What is Contract Termination

Building your startup is a long and gruelling exercise. Especially when it comes to the business building side of things. As you bring on more customers and employees you’ll get building a number of contracts. Each contract will outline the roles and responsibilities of the buyer and the seller of your product as well as conditions for contract termination. Although every contract is unique there are common contract clauses and a number of them have similar clauses for termination. Here are some of the common ones to look out for in your contracts.

Termination For Breach

Termination for breach in a startup sales contract refers to a clause that allows one party to terminate the contract if the other party fails to meet its do what it says it will under the agreement. In the context of a SaaS sales contract, this typically means that if the SaaS provider (the seller) or the customer (the buyer) breaches (or breaks) the terms of the contract, the other party has the right to terminate the agreement. Breaches could involve various aspects of the contract, such as:

  1. Non-payment: If the customer fails to pay for the SaaS services as specified in the contract, the SaaS provider may have the right to terminate the agreement for breach. There are often clauses in place to charge interest or late penalties before things get to a breach.
  2. Service level non-compliance: If the SaaS provider fails to meet the agreed-upon service level agreements (SLAs), such as uptime guarantees, performance standards, or support response times, the customer may have the right to terminate the contract. Keep this in mind for your dev team, the product needs to stay up otherwise it could cost you money and customers.
  3. Unauthorized use: If the customer is using the SaaS product beyond the agreed-upon scope, such as exceeding the number of licensed users or sharing passwords, the SaaS provider may have the right to terminate the contract for breach.
  4. Data security breaches: If the SaaS provider experiences a data security breach, and it’s found that they did not take adequate security measures as specified in the contract, the customer may have the right to terminate the contract. There is often a number of clauses that will deal with the handling of data breaches. These include notice periods and reporting requirements.
  5. Intellectual property infringement: If the SaaS provider’s software infringes upon the intellectual property rights of the customer or a third party, the customer may have the right to terminate the contract for breach of IP.
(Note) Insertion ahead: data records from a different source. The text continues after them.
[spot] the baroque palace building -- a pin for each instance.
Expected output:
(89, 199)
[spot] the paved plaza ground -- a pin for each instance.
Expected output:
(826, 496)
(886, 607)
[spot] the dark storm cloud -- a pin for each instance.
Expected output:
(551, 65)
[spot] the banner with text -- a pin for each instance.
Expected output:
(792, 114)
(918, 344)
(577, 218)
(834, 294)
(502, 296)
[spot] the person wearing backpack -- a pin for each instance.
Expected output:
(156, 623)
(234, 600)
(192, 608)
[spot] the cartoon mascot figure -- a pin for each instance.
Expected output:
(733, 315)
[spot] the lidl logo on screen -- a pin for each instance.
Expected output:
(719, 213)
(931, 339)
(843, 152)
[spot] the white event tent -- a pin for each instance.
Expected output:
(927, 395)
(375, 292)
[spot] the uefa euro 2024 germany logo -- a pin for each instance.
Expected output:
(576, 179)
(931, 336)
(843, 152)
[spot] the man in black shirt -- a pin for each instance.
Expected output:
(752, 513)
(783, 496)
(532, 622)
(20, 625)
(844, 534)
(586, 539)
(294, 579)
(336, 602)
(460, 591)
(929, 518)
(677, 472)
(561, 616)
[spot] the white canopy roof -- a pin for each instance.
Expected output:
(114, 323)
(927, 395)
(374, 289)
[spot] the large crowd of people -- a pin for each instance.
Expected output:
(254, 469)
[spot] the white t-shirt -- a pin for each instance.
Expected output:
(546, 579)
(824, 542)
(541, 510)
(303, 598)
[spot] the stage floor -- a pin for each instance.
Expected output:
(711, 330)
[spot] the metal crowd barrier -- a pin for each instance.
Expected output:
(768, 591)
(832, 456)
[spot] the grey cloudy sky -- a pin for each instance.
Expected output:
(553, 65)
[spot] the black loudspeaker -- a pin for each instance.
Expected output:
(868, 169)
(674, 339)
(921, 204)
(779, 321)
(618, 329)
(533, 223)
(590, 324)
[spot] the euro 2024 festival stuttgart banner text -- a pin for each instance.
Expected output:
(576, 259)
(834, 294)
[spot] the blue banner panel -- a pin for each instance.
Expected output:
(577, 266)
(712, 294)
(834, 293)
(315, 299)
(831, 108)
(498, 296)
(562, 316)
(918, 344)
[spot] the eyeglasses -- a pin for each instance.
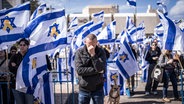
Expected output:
(22, 44)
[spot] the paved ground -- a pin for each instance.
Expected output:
(138, 98)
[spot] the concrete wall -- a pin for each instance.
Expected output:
(150, 20)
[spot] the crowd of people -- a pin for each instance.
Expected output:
(90, 64)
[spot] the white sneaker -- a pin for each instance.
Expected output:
(147, 93)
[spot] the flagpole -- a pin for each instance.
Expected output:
(135, 23)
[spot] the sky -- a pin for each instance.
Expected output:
(175, 7)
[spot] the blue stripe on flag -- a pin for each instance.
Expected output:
(21, 8)
(109, 32)
(31, 51)
(106, 41)
(37, 21)
(11, 37)
(122, 70)
(78, 31)
(129, 49)
(46, 88)
(35, 80)
(170, 35)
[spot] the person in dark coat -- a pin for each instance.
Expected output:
(152, 57)
(90, 64)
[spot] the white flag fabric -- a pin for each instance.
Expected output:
(47, 33)
(108, 34)
(131, 3)
(43, 92)
(162, 4)
(129, 23)
(136, 34)
(173, 38)
(63, 70)
(12, 23)
(38, 11)
(126, 60)
(73, 23)
(99, 16)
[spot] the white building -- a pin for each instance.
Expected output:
(150, 18)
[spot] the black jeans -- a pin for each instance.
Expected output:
(150, 80)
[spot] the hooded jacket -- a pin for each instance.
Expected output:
(90, 69)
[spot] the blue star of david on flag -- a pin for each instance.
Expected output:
(113, 76)
(53, 30)
(123, 57)
(66, 72)
(7, 23)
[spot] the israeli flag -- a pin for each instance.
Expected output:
(74, 23)
(144, 66)
(126, 60)
(173, 38)
(131, 3)
(164, 8)
(99, 16)
(38, 11)
(93, 29)
(43, 93)
(47, 33)
(82, 27)
(136, 34)
(108, 34)
(129, 23)
(64, 74)
(12, 23)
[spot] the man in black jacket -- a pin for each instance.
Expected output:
(90, 64)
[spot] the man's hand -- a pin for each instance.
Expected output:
(91, 50)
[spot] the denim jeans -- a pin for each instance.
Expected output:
(22, 98)
(170, 74)
(96, 96)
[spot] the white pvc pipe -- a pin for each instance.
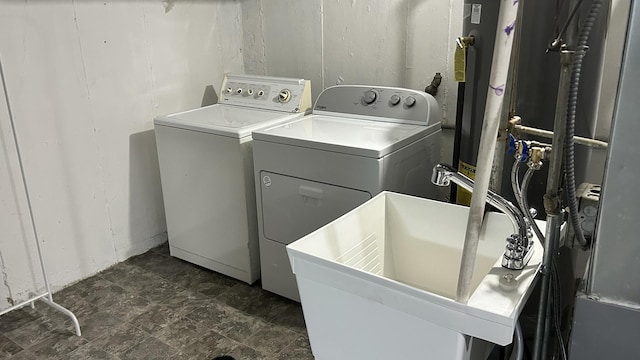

The termination for breach clause generally outlines the specific conditions and procedures for invoking this right, including any notice requirements, a cure period (a specified time for the breaching party to remedy the breach), and the consequences of termination, which may include ceasing the provision of SaaS services, refunding payments, and addressing data ownership and transition. Refund for breach is a common clause negotiated by B2B customers.

It’s important for both parties in a SaaS sales contract to understand the termination for breach provisions, as they impact the rights and responsibilities of each party in case of a breach. These clauses are typically negotiated and can be an important aspect of the contract and the trust you have with the customer, as they define the consequences of non-compliance with the agreed-upon terms. SaaS legal counsel is often involved in drafting and reviewing such clauses to ensure they align with the parties’ expectations and legal requirements. Keep in mind that invoking a breach clause is similar to throwing a stick into the bike wheel of your business relationship with a customer.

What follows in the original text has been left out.